But back to Soros. An IMF/EU loan will just prolong the decline of the Euro, acting as a headwind to the original intent of the EU: fiscal policy and monetary policy discipline to prevent the ravaging effects of inflation upon a fiat currency. A concessional rate loan would bring on pressures of a different kind: a devaluation of the currency. Indeed, the long-term macro set-up is a devaluation no matter how it occurs.
Reuters is now out with a story that may be spelling out terms that could find their way to a term sheet:
A second source confirmed the rate would be more than six percent. Both noted the calculations were complex, because they were based on a three-month Special Drawing Rights rate that needed to be converted to 3-year rates using swap rates.

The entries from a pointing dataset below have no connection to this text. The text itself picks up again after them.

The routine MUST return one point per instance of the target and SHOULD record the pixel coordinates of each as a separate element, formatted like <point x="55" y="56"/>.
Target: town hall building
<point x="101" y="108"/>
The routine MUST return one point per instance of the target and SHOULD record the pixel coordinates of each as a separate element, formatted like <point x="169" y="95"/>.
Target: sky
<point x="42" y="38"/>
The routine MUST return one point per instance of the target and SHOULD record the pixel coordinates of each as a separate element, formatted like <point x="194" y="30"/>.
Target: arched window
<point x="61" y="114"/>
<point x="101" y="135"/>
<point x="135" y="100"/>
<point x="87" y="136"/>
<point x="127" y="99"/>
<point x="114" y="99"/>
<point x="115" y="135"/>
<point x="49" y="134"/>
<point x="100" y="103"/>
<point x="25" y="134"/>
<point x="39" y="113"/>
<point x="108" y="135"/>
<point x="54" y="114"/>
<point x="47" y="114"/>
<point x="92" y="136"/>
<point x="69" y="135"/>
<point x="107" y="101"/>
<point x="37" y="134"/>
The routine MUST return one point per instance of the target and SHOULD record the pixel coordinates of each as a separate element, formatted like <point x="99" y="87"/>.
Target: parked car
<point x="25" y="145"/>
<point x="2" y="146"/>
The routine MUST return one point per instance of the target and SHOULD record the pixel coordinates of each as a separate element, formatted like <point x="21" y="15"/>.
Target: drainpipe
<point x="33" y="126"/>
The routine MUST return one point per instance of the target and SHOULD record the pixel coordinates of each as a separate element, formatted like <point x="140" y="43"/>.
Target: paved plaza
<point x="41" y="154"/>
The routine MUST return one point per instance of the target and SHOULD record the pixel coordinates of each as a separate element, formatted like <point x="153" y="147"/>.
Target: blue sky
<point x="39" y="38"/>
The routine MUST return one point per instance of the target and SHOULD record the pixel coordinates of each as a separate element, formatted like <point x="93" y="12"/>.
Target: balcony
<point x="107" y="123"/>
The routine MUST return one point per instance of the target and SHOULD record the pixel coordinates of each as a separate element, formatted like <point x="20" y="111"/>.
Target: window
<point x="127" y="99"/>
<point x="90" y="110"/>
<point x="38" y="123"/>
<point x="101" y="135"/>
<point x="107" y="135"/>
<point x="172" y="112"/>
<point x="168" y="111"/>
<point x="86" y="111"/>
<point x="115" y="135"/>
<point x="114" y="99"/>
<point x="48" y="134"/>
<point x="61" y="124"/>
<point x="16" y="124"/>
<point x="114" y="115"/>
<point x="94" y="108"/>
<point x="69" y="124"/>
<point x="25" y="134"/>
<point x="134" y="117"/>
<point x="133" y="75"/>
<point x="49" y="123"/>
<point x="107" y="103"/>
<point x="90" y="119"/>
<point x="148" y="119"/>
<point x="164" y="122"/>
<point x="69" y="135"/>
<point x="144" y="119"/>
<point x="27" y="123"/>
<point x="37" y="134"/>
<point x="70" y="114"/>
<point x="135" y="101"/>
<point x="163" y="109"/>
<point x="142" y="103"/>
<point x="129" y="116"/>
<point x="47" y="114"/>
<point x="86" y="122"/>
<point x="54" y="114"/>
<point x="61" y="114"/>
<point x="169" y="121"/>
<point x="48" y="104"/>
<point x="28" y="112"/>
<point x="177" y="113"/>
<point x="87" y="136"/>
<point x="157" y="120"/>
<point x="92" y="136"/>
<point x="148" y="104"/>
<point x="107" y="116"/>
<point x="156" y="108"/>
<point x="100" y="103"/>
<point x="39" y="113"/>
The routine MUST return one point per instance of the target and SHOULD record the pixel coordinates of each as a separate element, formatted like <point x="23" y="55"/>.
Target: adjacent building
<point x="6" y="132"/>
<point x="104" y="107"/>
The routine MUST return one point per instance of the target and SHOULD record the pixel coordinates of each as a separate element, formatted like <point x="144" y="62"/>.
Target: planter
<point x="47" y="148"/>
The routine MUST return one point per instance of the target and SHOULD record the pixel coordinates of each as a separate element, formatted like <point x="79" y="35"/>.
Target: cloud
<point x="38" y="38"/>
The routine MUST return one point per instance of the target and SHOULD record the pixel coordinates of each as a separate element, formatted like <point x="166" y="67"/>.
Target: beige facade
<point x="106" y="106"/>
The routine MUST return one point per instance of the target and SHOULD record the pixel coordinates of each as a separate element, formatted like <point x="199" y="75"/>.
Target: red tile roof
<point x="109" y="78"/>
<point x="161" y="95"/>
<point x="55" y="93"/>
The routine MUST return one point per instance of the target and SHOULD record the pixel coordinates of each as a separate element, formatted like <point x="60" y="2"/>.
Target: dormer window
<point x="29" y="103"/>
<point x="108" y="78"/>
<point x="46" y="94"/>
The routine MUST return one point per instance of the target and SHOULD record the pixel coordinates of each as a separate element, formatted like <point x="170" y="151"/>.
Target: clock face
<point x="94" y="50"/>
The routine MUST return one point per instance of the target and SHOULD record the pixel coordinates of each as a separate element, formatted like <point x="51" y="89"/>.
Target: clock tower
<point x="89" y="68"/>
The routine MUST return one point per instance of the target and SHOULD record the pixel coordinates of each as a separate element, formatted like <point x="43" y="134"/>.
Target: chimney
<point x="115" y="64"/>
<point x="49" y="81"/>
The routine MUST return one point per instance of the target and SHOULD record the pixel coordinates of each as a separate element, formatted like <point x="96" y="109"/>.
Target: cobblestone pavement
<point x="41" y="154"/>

According to the formula, there would also be an extra 300 basis points on top of the SDR rate and an additional 50 basis points service charge.
For loans over 3 years maturity, there would be an additional 100 bps penalty charge, the first source said.
So what are we looking at? SDRs are the “currency,” and the rate is a swap rate (remember, swaps are a play on fixed vs. floating rates) based on the expectation of where the 3mth SDR denominated swap rate is 3 years from now. How? By coming up with a fixed rate based on dollar, pound, yen, and euro denominated 3yr swap rates blended together. It’s not easy to understand, and hell, I may have gotten it wrong. So by no means treat what I’m saying here as gospel. But you can calculate the rates and the curve collectively based on the today’s 3 month rate and other inputs. For those so inclined, you can read more about swap curve construction here:
So here we are, going into what some described as a Paulson-style weekend, only for a sovereign instead of a bank/financial institution.
That reminds me: I need to check the FDIC website. I expect it won’t be quiet for much longer.